Гао-дай отчасти – посол из прошлого, отчасти – заложник эксперимента. Ему трудно разобраться в чужом времени и пространстве, он чувствует себя беспомощным, как ребенок. При этом автор показывает его носителем великой культуры, человеком образованным, одаренным, но по-китайски не чуждым ритуальности, приверженности заведенным правилам, с которыми ему трудно расстаться: «
Возможно, впервые две разные цивилизации двух разных эпох оказались соединены в литературном произведении, чтобы оттенить друг друга, выявить те бросающиеся в глаза черты, которые и стали особенностью менталитета древнего народа и народа современного. Гао-дай пишет о том, что его поразило: о современных машинах и механизмах, о раскрепощенных женщинах, о европейских улицах, домах, вечеринках, манере вести беседу. Этот герой достаточно умен, чтобы не возмущаться происходящим, а скорее – удивляться и брать на заметку. Он действительно наблюдатель и летописец, которому хочется донести до своих современников и соотечественников ценные сведения о других людях. Герои романа Розендорфера учатся понимать и принимать друг друга, несмотря на огромную пропасть во времени, традиции, культуре. Сами того не подозревая, они выступают в роли дипломатов разных времен и культур.
Сила привычки
Дипломат – человек, который дважды подумает, прежде чем ничего не сказать.
Никому ничего не сказать
А теперь немного о психологии этих людей. Однажды Константин Мелихан сказал, что «дипломат – это человек, к которому приходишь с одним вопросом, а уходишь – с тремя». Жизнь подтверждает точность этих слов.
В первый раз автору этих строк пришлось общаться с профессиональным дипломатом, когда возникла необходимость кое-что выяснить. Дипломат был в прошлом чрезвычайным и полномочным послом и вел себя соответственно статусу – воспитанно, корректно, предупредительно и вообще безупречно, не говоря уже о скромном обаянии, присущем людям его публичной профессии, за которой скрывается совсем другое.
О том, что скрывается за публичностью, мне узнать не пришлось, да я в тот момент и не особо стремилась: меня больше занимала судьба одного эмигранта, известной творческой личности. Вопрос, адресованный дипломату, был простой и совершенно безобидный: «Помните ли вы такого артиста?»
Но невинный вопрос вызвал настороженную реакцию и нервическое беспокойство. Интервьюируемый посол сделал все, чтобы реакция осталась незаметной, и ему это почти удалось. Только в глазах появилось странное выражение – стеклянное какое-то. На мгновение посол словно впал в какую-то лирическую задумчивость, а потом молвил:
– Нет, сожалею, но я его не помню. Эта фамилия мне неизвестна.

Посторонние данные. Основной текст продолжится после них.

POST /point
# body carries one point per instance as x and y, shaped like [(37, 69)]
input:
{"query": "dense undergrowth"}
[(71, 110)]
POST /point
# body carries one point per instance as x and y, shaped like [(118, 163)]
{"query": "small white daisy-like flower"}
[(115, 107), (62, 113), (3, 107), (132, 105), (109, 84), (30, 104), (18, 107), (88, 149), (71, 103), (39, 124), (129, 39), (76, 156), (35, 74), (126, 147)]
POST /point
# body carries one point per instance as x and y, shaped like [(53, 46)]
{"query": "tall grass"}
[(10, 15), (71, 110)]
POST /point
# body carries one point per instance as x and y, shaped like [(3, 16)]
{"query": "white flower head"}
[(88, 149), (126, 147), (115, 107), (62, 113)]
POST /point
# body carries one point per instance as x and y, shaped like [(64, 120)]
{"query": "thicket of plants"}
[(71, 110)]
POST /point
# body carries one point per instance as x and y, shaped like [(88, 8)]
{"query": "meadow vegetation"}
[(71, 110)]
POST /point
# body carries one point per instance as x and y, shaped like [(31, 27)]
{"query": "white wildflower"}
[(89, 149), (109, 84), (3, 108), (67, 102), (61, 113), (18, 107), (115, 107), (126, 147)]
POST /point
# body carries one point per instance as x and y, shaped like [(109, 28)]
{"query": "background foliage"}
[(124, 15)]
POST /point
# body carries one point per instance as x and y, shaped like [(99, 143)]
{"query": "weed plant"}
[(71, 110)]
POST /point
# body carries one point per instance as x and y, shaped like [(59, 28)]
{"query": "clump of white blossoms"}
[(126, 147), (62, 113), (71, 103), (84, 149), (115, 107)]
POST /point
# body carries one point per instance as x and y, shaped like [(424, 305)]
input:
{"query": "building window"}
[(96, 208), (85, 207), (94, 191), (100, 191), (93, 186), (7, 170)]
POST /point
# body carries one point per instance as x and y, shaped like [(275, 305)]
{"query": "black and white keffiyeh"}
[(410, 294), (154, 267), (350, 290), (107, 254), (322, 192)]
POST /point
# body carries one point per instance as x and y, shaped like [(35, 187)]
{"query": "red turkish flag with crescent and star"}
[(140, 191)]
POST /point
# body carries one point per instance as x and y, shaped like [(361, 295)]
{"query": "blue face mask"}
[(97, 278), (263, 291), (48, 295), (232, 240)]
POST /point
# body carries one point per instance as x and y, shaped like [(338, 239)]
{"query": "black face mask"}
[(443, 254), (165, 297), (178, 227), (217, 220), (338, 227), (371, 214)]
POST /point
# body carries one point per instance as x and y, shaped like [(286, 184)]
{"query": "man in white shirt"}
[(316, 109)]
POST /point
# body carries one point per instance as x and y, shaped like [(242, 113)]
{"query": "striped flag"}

Вообще-то эта фамилия была известна на рубеже 60—70-х годов каждому, кто проживал в нашей стране, потому что речь идет о человеке, который нередко завершал праздничные кремлевские концерты… Прямой и отрицательный ответ как будто ставит точку на всем интервью, но, когда человек разочарован, он начинает настаивать:
– Не может быть, чтобы вы не помнили. Приезд этого артиста в страну произошел через две недели после вашего назначения. Тогда все об этом говорили.
При этом мне думалось: «Ну как же так? Ведь ситуация-то была для нашего государства скандальная. Все СМИ брали интервью у артиста, получившего убежище. Его фото красовались повсюду, ему предстоял гастрольный тур по стране. Ну не мог же посол не знать о таком».
– А я не помню, – повторил посол, хотя с тех пор прошло уже больше сорока лет, а тех людей уже давно нет в живых.